Stamford, Conn., Plans $35M of Mostly Taxable Bonds

Stamford, Conn., plans to competitively market $35 million of bonds next week and take advantage of federal bond programs due to expire at the end of the year.

The deal is structured with $9 million of  tax-exempts with maturities from one to three years, $21.6 million of taxable Build America Bonds with maturities from six to 11 years, and $4.4 million of taxable recovery zone economic development bonds with maturities of 18 and 19 years. 

“We considered last week, with all the volatility, either postponing or issuing short-term [bond anticipation notes],” said Barry Bernabe, vice president at Webster Bank NA, the city’s financial adviser. “After the last couple of days and because of feedback we’ve gotten from various underwriters, the city decided to stay the course and go ahead with the deal.”

The expiration of the RZEDB program, which provides the issuer a 45% interest subsidy, and the seemingly remote possibility that it will be extended, was also a factor.

“Stamford did not just want to leave that on the table,” Bernabe said.

The bonds will use up the city’s full RZEDB allocation.

The city typically sells new-money bonds once a year.

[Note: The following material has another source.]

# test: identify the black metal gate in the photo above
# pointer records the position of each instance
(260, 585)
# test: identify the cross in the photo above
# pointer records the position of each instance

Since 2001, it has sold $391.4 million of bonds in eight deals, according to Thomson Reuters.

The city had initially planned to go to market in the summer, but had sufficient cash flow to delay the deal. It also planned to refund $20 million of bonds over the past few weeks but that deal has gone to day-to-day status because market volatility pushed net present-value savings to just below the city’s required 2% minimum, Bernabe said. 

Rates have spiked in recent weeks, in part due to a glut of end-of-the-year issuance. Municipal Market Data’s benchmark for triple-A 20-year bonds was 4.03% on Monday, compared to 3.48% on Nov. 1.

Frederick Flynn Jr., Stamford’s director of administration, said the city could benefit from a flight to quality in the midst of market volatility.

Moody’s Investors Service rates the bonds Aa1 with a stable outlook. Moody’s in March downgraded the city from Aaa and gave it a negative outlook, citing slim reserves in a weakened economic climate. Moody’s revised the outlook to stable in October.

Standard & Poor’s rates the city’s outstanding bonds AAA with a stable outlook.

Stamford is an affluent city roughly 35 miles northeast of Midtown Manhattan. Median household income in the city of 119,928 was $77,598, compared to the national median of $52,175, according to 2008 U.S. Census estimates.

The city has $374.4 million of debt outstanding, according to the preliminary official statement.